Concerning the first implementation of our visual metaphor, we made several choices to make it relevant for gesture guidance with position as the only error criterion. First of all, the shape of EBAGG should represent a three dimensional space.

A sphere or cylinder would both fit to show directional errors, however we don’t need to pay attention to orientation since position is our only error criterion. A sphere can represent the three directions equally because of its central symmetry, so every point of its surface is at equal distance of the center.

Thus, we assume that a sphere, paired with the particles, is the simplest and best shape to differentiate every direction of motion so that spatial information can be easily understood by users.
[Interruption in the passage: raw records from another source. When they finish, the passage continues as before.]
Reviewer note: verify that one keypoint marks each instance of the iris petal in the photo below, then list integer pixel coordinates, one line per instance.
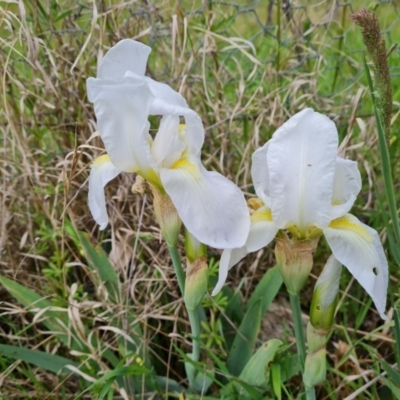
(212, 208)
(358, 248)
(301, 163)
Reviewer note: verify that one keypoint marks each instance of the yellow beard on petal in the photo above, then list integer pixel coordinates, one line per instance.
(345, 223)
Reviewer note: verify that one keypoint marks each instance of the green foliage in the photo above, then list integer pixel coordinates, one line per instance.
(50, 362)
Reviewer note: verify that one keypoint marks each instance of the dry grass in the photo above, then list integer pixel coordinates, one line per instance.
(245, 74)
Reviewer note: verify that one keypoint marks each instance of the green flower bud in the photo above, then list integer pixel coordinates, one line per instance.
(324, 299)
(295, 260)
(197, 271)
(315, 365)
Figure 2 illustrates this implementation. (a) The user is too far from the reference trajectory so the distance between the two performances is important. Therefore, the EBAGG metaphor displays many particles on the side of the error. (b) The user’s trajectory is now close to the reference one, hence there is less particles on the sphere. (c) Finally, the user’s trajectory is similar to the reference, so the feedback does not need to display any particle.

IV. EVALUATION OF ERROR REDUCTION

A. Participants

Twenty-two healthy participants, including five women and seventeen men, aged from 21 to 42 years old (mean: 25.3;

std dev: 4.6) took part in this experiment. Three of them were left-handed. They were people working in the laboratory or students at the university. None of them had ever used the EBAGG metaphor, nor any other error-based feedback modules before this experiment. Participants had normal or corrected-to-normal vision.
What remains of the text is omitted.